Patches and behavioral invigoration
Additionally, in training, we found that optogenetic stimulation of patches tended to enhance ongoing behaviors. ChR2 mice showed slightly increased press and entry rates during VI60 (Figure 2D+H), increased locomotion in open field (Figure 5C-E), and drove increased entry into the food port during laser probes (Figure 4D+F). This may be due to an enriched population of direct-pathway, D1 dopamine receptor-expressing neurons in patches (Miyamoto et al., 2018; Smith et al., 2016). Indeed, optogenetic stimulation of D1 populations enhances movement (Kravitz et al., 2010) through inhibition of basal ganglia output nuclei (Freeze et al., 2013).
However, a recent study suggests that striosomes can be further subdivided into functionally distinct populations, both of which predominantly express D1 receptors. Contrary to the current work, optogenetic stimulation of Teashirt family zinc finger 1 (Tshz1) expressing neurons in striosomes drives aversion and suppression of movement.
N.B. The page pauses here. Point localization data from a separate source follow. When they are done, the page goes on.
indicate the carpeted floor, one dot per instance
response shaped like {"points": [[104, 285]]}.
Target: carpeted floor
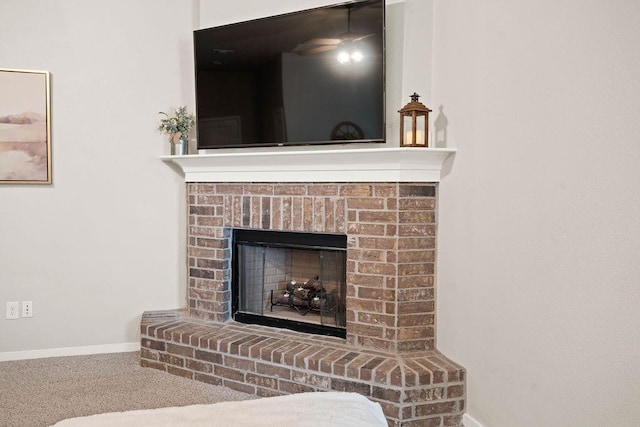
{"points": [[41, 392]]}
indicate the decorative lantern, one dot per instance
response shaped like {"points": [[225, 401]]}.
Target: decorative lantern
{"points": [[414, 124]]}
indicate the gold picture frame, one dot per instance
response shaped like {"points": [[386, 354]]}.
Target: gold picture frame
{"points": [[25, 127]]}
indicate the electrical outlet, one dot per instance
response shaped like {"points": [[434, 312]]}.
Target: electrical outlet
{"points": [[27, 308], [13, 310]]}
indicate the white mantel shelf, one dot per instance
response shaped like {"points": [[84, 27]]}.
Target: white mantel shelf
{"points": [[334, 165]]}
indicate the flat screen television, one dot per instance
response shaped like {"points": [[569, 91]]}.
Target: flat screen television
{"points": [[314, 76]]}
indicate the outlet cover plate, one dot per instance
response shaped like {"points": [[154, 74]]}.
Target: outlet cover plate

On the other hand, optogenetic activation of prodynorphin expressing neurons, which are also enriched in patches drives reinforcement and activation of movement (Xiao et al., 2020). Based on this, it is possible that our Sepw1 NP67 line overlaps more closely with prodynorphin-Cre mice, which is supported by previous work (Smith et al., 2016). Future studies will undoubtedly move toward further subdividing diverse neuron populations in patches and matrix to determine their role in behavioral regulation.
Patch-dopamine interactions
This work provides new insight into the relationship between striatal patches and dopamine release, demonstrating that optogenetic stimulation of patch projections suppresses dopamine release in the dorsal striatum (Figure 6). Previous studies have supported this notion demonstrating anatomical (Crittenden et al., 2016; Fujiyama et al., 2011; Gerfen, 1985; Watabe-Uchida et al., 2012) and functional connectivity (Evans et al., 2020; McGregor et al., 2019). Patches could therefore regulate habitual behavior by sculpting dopamine release across learning. Indeed, dopamine responses transition from ventromedial to dorsolateral striatum as behaviors become well learned (Willuhn et al., 2012), and patches could be involved in gating of dopamine release early in learning. Moreover, patches could provide feed-forward inhibition to dopamine neurons, which may facilitate the activity shift from reward to cue during Pavlovian conditioning (Schultz, 1998), and which could drive negative dopamine responses during reward omission (Watabe-Uchida et al., 2017). Very recent work suggests that patch-dopamine interactions are also reciprocal, as dopamine differentially modulates patch neuron activity relative to matrix neurons (Prager and Plotkin, 2018). Based on this proposed role of patches regulating dopamine release and habitual behaviors, it will be of great interest to explore how patches contribute to pathological compulsive states including drug addiction and Obsessive Compulsive Disorder.
Materials and methods
Key Resources Table
Animals
All experiments were in accordance with protocols approved by the Oberlin College Institutional Animal Care and Use Committee. Mice were maintained on a 12 hr/12 hr light/dark cycle and unless otherwise noted, were provided ad libitum access to water and food. Experiments were carried out during the light cycle using 41 heterozygous Sepw1-Cre+/- mice ranging from 2 to 6 months of age, which were generously provided by Charles Gerfen (National Institutes of Health) and Nathanial Heintz (Rockefeller University). These mice preferentially express Cre-recombinase in striatal patches (Gerfen et al., 2013; Smith et al., 2016, Figure 1C+D).
Reagents
Isoflurane anesthesia was obtained from Patterson Veterinary (Greeley, CO, USA). Sterile and filtered phosphate buffered saline (PBS, 1X) was obtained from GE Life Sciences (Pittsburgh, PA, USA). Unless otherwise noted, all other reagents were obtained through VWR (Radnor, PA, USA).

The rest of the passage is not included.